News

A Culture of Silence, Ayomikun’s Story Renews Calls to End FGM

Although Nigeria outlawed Female Genital Mutilation in 2015 under the Violence Against Persons (Prohibition) Act, the practice remains alarmingly prevalent.

According to UNICEF, Nigeria has the third highest number of FGM survivors globally, with an estimated 19.9 million women and girls affected.

Lara Adeyanju’s daughter, Ayomikun, was just weeks away from her seventh birthday when she died. The bright, energetic girl had been born in 2018, and her upcoming birthday on January 16, 2025 was supposed to be a joyful milestone. But instead, she was buried just days before Christmas.

Her cause of death: complications from Female Genital Mutilation (FGM) — a procedure still carried out in some Nigerian families, despite being banned by federal law.

“She bled heavily. Her private part was swollen. Her temperature was so high, she couldn’t talk or eat,” Lara recalled. “By the time we got to the hospital, the infection had spread. She died in my arms on December 18.”

Lara married into her husband’s family in 2016, unaware of how strongly the custom of FGM was enforced. She explained that in her husband’s household, the practice is not just a tradition but a non-negotiable obligation — one that is tied to family honor, female purity, and lineage legitimacy.“They told me a girl who is not circumcised is not a full daughter of the family,” she said.

It was also gathered from report that a member of the family was alleged to have been mutilated also, and she is often used as a reference — a surviving child of FGM.

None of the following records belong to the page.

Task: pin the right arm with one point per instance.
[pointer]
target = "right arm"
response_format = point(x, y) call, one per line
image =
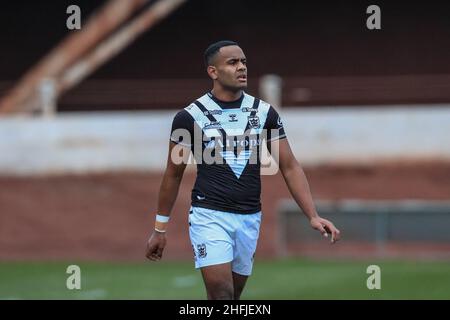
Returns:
point(167, 195)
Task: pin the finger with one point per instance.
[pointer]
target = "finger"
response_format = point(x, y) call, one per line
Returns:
point(322, 230)
point(159, 252)
point(155, 257)
point(338, 235)
point(334, 235)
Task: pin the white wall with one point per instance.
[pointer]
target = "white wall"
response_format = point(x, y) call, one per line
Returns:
point(138, 141)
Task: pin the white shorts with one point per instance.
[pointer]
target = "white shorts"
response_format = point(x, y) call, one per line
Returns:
point(220, 237)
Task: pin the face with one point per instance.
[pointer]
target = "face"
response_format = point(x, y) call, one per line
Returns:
point(229, 68)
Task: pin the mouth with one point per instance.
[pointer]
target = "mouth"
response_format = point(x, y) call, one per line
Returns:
point(242, 78)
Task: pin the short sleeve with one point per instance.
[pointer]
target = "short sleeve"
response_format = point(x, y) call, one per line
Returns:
point(274, 125)
point(182, 129)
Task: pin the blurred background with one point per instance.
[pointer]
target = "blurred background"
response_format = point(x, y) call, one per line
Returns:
point(85, 117)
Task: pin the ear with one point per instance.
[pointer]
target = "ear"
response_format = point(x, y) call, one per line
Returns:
point(212, 72)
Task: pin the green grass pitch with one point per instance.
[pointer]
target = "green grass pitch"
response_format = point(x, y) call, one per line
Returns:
point(293, 279)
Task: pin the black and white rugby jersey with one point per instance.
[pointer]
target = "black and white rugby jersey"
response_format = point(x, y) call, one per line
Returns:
point(226, 139)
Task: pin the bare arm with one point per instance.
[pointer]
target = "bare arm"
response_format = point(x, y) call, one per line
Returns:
point(168, 192)
point(173, 174)
point(299, 188)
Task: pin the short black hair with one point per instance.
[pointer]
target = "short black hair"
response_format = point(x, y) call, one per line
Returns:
point(212, 50)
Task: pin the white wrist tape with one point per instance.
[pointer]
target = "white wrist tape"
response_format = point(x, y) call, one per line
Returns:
point(161, 223)
point(162, 219)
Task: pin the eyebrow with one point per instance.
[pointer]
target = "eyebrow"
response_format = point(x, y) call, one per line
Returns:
point(234, 58)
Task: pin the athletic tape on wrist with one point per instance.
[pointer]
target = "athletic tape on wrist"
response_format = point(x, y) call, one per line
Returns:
point(161, 223)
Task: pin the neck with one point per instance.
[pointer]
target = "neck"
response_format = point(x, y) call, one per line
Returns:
point(226, 95)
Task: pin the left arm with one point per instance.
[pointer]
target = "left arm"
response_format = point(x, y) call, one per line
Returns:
point(299, 188)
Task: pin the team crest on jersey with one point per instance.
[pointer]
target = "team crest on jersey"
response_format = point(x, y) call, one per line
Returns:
point(212, 112)
point(212, 125)
point(232, 117)
point(254, 122)
point(280, 124)
point(201, 250)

Lara said she begged her husband and his family to reconsider. But her objections were ignored. “In that family, women are expected to submit, not speak,” she said. “If you refuse, they punish you. If you resist, they replace you.”

Ayomikun, like many girls before her, was taken through the procedure as an act of “cleansing.” Within days, she began to suffer. “She was shaking. Her cries were weak. I knew something was wrong,” Lara said. “She looked at me like she wanted me to save her. But it was too late.”

Her death was quickly rationalized by the family as “the will of God.” The same explanation, Lara said, was given for two other young girls in the extended family who had died in similar circumstances.

In fact, the 2023 U.S. State Department Country Report on Human Rights Practices for Nigeria confirms that FGM remains common, particularly in rural and traditional communities, where enforcement of anti-FGM laws is limited and cultural pressures remain strong.

In many communities, especially in the southern and southwestern regions, cultural expectations and familial pressure continue to override medical evidence and legal restrictions. Advocacy groups and public health experts have documented cases where mothers — even those opposed to FGM — are forced into silence by dominant male relatives or social norms that treat refusal as betrayal.

One expert described Lara’s experience as tragically common: “The mother often knows the risk. But the system around her — whether cultural, religious, or patriarchal — strips her of the power to protect her child.”

FGM, widely condemned by the World Health Organization, has no medical benefit and is internationally recognized as a violation of the rights of women and girls. It can result in severe bleeding, infection, infertility, complications during childbirth — and in the worst cases, death.

“I did everything I could within the limits of what I was allowed,” Lara said. “But Ayomikun died because tradition mattered more to them than her life. And I will never forgive that.”

“FGM is not culture. It is violence. It is torture dressed as tradition. And it must stop.”